En se penchant davantage sur le sujet, les enquêteurs constateront que les chiffres 0 et 1 ont une place centrale lors de ces cérémonies de magie noire évoquées par la suspecte. Pourtant, interrogée à ce sujet, Dahbia Benkired nie avoir un jour abordé le sort des enfants "Zouhris" avec des amis. Alors que plusieurs convives maintiennent le contraire, elle l’assure: lors de cette soirée entre amis, elle n’a fait que jouer au baby-foot.

"Ça ne me fait ni chaud ni froid"

Sur son passé, également, la mise en cause est peu prolixe. A partir des rares informations qu’elle accepte de livrer et de celles fournies par ses sœurs, les policiers comprennent qu'elle a grandi dans un climat de violences, en Algérie, entourée de femmes de sa famille se prostituant, son père battant sa mère. Elle aurait également subi un viol dans son enfance, mais refuse de s’étendre plus à ce sujet.
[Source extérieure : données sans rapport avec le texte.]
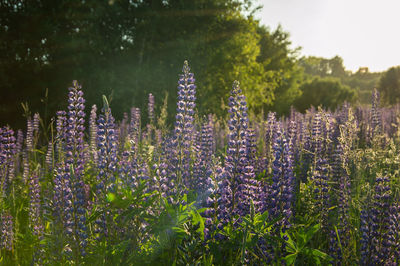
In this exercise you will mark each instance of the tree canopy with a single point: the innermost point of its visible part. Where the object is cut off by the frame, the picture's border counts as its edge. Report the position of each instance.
(127, 49)
(389, 85)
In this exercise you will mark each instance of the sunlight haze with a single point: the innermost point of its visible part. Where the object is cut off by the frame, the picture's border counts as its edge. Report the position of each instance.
(363, 32)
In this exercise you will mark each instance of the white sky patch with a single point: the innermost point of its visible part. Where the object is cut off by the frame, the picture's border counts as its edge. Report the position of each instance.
(362, 32)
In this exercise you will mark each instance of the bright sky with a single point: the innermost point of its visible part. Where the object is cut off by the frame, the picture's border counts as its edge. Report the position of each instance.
(362, 32)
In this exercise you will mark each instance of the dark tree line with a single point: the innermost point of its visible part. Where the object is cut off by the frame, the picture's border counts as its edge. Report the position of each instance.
(125, 49)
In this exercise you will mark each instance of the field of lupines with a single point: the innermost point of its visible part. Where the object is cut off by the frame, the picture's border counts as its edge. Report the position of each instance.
(315, 188)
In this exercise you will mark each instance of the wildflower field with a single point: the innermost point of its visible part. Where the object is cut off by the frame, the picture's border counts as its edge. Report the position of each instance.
(319, 188)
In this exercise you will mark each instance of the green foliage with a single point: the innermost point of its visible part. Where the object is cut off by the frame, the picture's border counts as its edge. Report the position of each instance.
(298, 247)
(327, 92)
(389, 85)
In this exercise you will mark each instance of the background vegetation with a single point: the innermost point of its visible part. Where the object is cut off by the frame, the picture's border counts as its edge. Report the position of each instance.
(127, 49)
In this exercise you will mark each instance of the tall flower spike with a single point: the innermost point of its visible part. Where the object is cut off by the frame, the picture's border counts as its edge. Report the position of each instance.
(74, 166)
(107, 162)
(151, 108)
(35, 205)
(93, 132)
(236, 184)
(184, 125)
(7, 157)
(6, 231)
(375, 113)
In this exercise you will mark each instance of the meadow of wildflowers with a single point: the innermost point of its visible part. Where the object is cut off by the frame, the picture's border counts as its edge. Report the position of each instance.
(320, 188)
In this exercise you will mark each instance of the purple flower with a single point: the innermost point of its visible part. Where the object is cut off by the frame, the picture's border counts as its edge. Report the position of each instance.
(7, 157)
(6, 231)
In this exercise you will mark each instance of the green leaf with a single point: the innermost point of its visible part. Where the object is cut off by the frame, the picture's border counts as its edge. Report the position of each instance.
(290, 259)
(320, 254)
(311, 232)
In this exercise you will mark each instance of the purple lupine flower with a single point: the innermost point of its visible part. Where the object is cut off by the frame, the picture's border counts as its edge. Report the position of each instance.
(282, 191)
(93, 132)
(182, 137)
(49, 156)
(340, 177)
(7, 157)
(61, 127)
(269, 141)
(135, 128)
(74, 161)
(381, 220)
(394, 234)
(321, 191)
(6, 231)
(202, 167)
(29, 135)
(366, 228)
(35, 123)
(35, 221)
(376, 121)
(150, 108)
(107, 163)
(62, 198)
(18, 150)
(236, 184)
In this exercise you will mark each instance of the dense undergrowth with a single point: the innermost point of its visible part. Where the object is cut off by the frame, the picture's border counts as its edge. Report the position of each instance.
(314, 188)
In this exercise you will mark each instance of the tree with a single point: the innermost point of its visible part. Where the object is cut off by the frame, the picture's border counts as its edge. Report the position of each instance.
(280, 64)
(327, 92)
(389, 85)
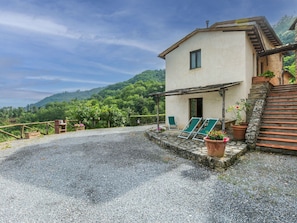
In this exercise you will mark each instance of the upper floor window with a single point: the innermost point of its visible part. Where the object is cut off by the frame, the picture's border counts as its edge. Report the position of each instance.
(195, 59)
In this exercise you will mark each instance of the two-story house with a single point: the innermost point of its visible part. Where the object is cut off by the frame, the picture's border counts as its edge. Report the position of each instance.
(212, 68)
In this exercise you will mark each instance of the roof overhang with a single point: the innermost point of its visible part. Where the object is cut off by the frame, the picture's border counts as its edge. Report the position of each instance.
(281, 49)
(252, 26)
(197, 90)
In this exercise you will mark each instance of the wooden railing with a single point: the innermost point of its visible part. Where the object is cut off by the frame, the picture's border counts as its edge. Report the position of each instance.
(24, 126)
(145, 119)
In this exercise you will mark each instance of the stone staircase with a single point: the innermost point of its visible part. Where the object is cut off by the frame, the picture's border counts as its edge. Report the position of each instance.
(278, 131)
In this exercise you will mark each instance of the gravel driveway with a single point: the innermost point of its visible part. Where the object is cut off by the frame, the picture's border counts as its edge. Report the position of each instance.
(118, 175)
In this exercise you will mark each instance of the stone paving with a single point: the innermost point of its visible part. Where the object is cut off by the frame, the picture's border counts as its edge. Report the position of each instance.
(196, 150)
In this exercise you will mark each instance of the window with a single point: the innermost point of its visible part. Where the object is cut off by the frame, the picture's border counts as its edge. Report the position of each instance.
(195, 59)
(196, 107)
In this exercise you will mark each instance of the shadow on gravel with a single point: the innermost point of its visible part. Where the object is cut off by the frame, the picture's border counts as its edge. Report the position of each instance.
(261, 189)
(92, 168)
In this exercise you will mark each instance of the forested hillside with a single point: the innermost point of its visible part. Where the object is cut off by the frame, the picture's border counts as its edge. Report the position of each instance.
(110, 107)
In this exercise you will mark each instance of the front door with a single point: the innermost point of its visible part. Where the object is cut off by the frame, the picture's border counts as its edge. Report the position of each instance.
(196, 108)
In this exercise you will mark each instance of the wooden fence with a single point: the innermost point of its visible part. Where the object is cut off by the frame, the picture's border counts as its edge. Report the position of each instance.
(43, 128)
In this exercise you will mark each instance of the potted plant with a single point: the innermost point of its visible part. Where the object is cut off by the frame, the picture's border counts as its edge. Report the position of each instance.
(215, 142)
(79, 126)
(240, 126)
(264, 77)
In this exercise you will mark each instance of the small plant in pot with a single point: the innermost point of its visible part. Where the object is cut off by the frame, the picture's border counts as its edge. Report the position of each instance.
(267, 74)
(216, 142)
(263, 77)
(239, 109)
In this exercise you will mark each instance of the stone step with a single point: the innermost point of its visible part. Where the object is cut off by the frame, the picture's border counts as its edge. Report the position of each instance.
(290, 135)
(283, 147)
(287, 98)
(279, 118)
(278, 140)
(281, 103)
(280, 123)
(281, 94)
(277, 112)
(279, 128)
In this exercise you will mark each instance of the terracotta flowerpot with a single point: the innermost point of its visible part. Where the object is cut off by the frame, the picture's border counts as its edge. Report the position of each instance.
(239, 132)
(260, 79)
(216, 148)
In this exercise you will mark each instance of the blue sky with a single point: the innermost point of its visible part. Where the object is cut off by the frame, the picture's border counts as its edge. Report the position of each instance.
(49, 47)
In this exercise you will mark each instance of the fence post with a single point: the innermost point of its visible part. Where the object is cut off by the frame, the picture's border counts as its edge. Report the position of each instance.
(22, 131)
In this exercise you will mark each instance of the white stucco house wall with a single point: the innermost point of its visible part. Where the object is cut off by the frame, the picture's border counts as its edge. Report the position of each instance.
(225, 55)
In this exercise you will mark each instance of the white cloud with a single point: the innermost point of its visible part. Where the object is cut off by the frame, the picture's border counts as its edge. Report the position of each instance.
(70, 80)
(35, 24)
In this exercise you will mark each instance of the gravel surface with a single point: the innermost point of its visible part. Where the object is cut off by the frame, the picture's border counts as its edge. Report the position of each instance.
(118, 175)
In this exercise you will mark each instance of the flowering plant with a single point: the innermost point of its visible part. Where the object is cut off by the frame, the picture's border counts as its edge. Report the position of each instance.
(238, 110)
(79, 125)
(217, 135)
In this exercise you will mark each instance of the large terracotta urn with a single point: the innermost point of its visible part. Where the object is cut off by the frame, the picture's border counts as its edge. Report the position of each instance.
(216, 148)
(239, 132)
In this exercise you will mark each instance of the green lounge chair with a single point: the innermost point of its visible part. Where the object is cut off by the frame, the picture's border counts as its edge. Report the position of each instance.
(205, 128)
(171, 122)
(190, 128)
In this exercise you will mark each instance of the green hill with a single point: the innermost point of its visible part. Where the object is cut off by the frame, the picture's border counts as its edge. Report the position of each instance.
(67, 96)
(148, 75)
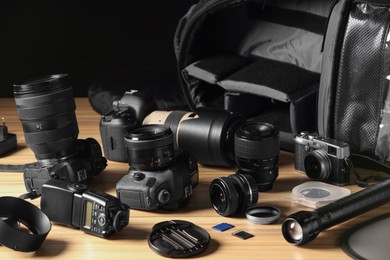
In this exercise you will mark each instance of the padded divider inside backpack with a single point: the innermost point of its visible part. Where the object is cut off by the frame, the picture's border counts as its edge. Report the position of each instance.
(270, 50)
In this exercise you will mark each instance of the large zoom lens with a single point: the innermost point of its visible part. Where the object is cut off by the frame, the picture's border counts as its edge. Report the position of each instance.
(233, 194)
(257, 152)
(207, 134)
(46, 108)
(149, 147)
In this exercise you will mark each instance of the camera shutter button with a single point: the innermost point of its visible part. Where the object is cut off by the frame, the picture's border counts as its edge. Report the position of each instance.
(164, 196)
(102, 220)
(138, 176)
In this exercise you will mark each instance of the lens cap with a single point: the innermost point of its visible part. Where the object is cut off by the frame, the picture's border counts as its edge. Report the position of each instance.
(178, 239)
(263, 214)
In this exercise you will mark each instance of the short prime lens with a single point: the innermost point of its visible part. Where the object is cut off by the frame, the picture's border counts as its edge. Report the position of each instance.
(233, 194)
(46, 109)
(149, 147)
(257, 152)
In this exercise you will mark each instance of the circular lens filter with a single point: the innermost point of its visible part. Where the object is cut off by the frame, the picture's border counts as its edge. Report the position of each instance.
(263, 214)
(178, 239)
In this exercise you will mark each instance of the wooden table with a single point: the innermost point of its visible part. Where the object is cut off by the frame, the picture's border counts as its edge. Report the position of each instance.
(130, 243)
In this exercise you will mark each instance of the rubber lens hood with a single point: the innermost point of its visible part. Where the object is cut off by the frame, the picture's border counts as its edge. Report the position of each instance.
(15, 210)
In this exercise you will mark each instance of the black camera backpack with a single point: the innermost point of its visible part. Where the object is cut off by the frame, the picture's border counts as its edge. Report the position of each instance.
(300, 65)
(260, 58)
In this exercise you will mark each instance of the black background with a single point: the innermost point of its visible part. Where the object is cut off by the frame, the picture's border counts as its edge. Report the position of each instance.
(85, 39)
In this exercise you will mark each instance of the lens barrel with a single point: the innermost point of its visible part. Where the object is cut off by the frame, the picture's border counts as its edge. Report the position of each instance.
(317, 165)
(149, 147)
(233, 194)
(46, 109)
(257, 152)
(209, 137)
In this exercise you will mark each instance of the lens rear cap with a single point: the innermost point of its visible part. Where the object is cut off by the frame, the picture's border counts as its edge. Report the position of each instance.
(178, 239)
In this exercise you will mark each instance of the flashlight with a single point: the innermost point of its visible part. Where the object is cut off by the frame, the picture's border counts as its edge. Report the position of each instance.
(304, 226)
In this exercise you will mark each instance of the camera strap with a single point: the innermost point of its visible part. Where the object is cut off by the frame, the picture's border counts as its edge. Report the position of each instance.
(16, 167)
(14, 211)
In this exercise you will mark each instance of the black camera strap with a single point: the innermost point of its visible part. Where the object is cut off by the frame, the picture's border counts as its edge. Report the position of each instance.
(14, 211)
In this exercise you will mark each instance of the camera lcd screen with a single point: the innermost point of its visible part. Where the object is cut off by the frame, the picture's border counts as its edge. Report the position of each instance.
(88, 215)
(332, 150)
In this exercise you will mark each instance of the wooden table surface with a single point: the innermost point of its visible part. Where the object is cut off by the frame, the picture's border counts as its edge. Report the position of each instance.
(130, 243)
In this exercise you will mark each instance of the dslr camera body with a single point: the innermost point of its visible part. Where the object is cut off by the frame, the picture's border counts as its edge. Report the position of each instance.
(75, 205)
(322, 159)
(158, 177)
(169, 188)
(128, 113)
(86, 163)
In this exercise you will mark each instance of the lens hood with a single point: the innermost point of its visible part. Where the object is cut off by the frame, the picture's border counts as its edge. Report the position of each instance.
(14, 210)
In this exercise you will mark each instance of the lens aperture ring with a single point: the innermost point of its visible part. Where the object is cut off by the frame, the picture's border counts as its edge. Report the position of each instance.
(45, 98)
(257, 150)
(224, 196)
(148, 144)
(39, 112)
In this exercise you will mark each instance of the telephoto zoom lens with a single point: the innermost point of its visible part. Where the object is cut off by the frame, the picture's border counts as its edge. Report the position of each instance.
(149, 147)
(233, 194)
(46, 109)
(257, 152)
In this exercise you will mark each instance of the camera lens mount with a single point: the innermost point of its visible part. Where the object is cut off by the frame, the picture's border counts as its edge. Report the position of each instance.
(233, 194)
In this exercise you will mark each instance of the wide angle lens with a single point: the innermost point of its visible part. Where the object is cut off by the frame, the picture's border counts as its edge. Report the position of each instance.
(46, 109)
(149, 147)
(233, 194)
(257, 152)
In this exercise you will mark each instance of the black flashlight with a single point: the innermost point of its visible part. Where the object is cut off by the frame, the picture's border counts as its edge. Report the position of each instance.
(304, 226)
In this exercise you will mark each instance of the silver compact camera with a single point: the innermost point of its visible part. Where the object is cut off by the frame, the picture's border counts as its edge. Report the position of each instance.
(322, 159)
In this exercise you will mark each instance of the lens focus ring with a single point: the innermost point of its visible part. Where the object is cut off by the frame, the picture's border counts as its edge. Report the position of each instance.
(256, 140)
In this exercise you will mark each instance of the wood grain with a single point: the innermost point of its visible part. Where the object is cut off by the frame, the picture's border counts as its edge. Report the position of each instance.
(130, 243)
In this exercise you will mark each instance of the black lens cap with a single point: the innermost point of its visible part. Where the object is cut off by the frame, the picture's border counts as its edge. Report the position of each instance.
(178, 239)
Selon sa sœur Friha, c’est à la disparition de leur mère, morte fin 2020 d’un cancer foudroyant, que Dahbia Benkired aurait commencé à vriller, changeant d’humeur très rapidement, développant une paranoïa importante. Une expertise psychiatrique réalisée l’année suivant son arrestation, en 2023, conclura qu’elle semble évoluer dans un "univers évoquant cauchemars et maléfices".

En garde à vue, confrontée aux photographies du corps meurtri de Lola, la jeune femme prononce ces mots, glaçants à plus d’un titre: "ça ne me fait ni chaud ni froid. Moi aussi, je me suis fait violer et j’ai vu mes parents mourir devant moi".

En détention, les surveillants pénitentiaires font remonter qu’elle est violente envers elle-même. En 2023, elle est donc internée dans une Unité pour malades difficiles (UMD), et ne retourne en établissement pénitentiaire qu’au début de l’année 2024.

Pas d'altération ni d'abolition du discernement

Si son état mental a pu interroger, les psychiatres et psychologues qui l'ont expertisée pendant la phase d'instruction sont formels: son discernement au moment des faits ne semblait ni altéré, ni aboli. De fait, Dahbia Benkired comparaît devant une cour d’assises dès ce vendredi, jugée pour meurtre et viol sur mineure de moins de 15 ans, avec actes de torture ou de barbarie.

Sur les enjeux de ce procès, prévu pour durer une semaine, les différentes parties s’accordent à dire qu’elles attendent de connaître le mobile du passage à l’acte de l’accusée. "Cette compréhension, indispensable aux parties civiles pour qu’elles puissent faire leur deuil, participe également à ce qu’une décision de justice soit rendue de façon efficiente", nous indiquent Mes Alexandre Valois et Lucile Bertier, avocats de Dahbia Benkired.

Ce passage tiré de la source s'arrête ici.